Deutschland solle die Rolle des Militärs in seiner Außen- und Sicherheitspolitik "so weit wie möglich" zurückdrängen - so haben es sich die Grünen im Sommer im Entwurf ihres Grundsatzprogramms vorgenommen. Dann kam der 11.

Von Matthias Meisner

Deutschland solle die Rolle des Militärs in seiner Außen- und Sicherheitspolitik "so weit wie möglich" zurückdrängen - so haben es sich die Grünen im Sommer im Entwurf ihres Grundsatzprogramms vorgenommen. Dann kam der 11. September - und im inzwischen von der Programmkommission überarbeiteten 78-Seiten-Papier fehlt der klar formulierte Satz. Vor allem in den Kapiteln Friedens- und Sicherheitspolitik wurde die Vorlage, über die im März ein Bundesparteitag in Berlin endgültig beschließen soll, neu gefasst. Wesentlich erweitert wurde das Kapitel zur Globalisierung. Diese Woche befasst sich der Bundesvorstand auf einer dreitägigen Klausurtagung mit dem von der Programmkommission erstellten Neuentwurf. Das Thema sei "Hauptpunkt" der Vorstandsberatungen, sagte Parteichef Fritz Kuhn am Montag.

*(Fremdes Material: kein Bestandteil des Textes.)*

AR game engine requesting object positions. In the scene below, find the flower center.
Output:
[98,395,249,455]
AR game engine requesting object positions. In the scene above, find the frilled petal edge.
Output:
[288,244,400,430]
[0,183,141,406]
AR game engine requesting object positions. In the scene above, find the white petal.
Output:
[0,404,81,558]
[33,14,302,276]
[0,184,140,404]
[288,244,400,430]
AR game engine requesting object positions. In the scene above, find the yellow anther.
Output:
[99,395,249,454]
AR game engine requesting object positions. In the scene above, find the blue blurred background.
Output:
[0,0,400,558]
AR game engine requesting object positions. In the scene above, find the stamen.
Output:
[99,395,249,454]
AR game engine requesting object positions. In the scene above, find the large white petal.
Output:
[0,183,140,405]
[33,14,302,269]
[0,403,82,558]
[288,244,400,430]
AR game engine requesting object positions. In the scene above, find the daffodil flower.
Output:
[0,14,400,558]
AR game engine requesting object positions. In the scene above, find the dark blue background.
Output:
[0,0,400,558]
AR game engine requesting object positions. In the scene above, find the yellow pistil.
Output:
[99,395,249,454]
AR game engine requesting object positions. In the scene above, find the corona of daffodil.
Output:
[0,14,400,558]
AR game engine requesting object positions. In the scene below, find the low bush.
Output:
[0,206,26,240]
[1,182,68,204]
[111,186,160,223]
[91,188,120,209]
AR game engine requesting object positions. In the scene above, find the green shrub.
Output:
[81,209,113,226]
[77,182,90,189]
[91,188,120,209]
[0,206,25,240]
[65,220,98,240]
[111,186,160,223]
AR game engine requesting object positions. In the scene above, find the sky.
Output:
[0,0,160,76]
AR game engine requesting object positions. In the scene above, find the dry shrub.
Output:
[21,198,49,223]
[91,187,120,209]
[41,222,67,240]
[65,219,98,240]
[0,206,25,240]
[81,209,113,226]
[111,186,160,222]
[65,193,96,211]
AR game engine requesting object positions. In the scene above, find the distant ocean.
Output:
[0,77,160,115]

Stärker wollten die Grünen "die Visionen" ihrer Politik herausheben, fügte der Vorsitzende hinzu. Konkret in der Friedenspolitik bedeutet dies, dass die Grünen "das Recht auf individuelle und kollektive Selbstverteidigung" nach Artikel 51 der UN-Charta, wie es nach den Terroranschlägen in den USA in Anspruch genommen wurde, ausdrücklich anerkennen wollen. "Gewalt als ultima ratio lässt sich leider nicht immer ausschließen", heißt es jetzt. Selbst wenn sich die Partei darin versichert, es sich auf Dauer nicht leicht machen zu wollen: Die Frage, ob sich Deutschland an internationalen Maßnahmen beteiligen soll, werde "immer schwer zu beantworten sein". Dem Parteitag im März selbst überlassen wollen Programmkommission und Vorstand die Frage, ob die Zustimmung zu Bundeswehreinsätzen im Bundestag einer Zwei-Drittel-Mehrheit bedarf - und nicht, wie bisher, der einfachen Mehrheit. Erst am Wochenende hatte der grüne Staatsminister im Auswärtigen Amt, Ludger Volmer, deutlich klar gemacht, dass die internationale Gemeinschaft zur Lösung regionaler und globaler Konflikte "längst einen deutschen Beitrag, auch militärischer Art" erwarte. Derweil behielten sich einzelne Vorstandsmitglieder weitergehende Änderungen im Kapitel Außenpolitik vor.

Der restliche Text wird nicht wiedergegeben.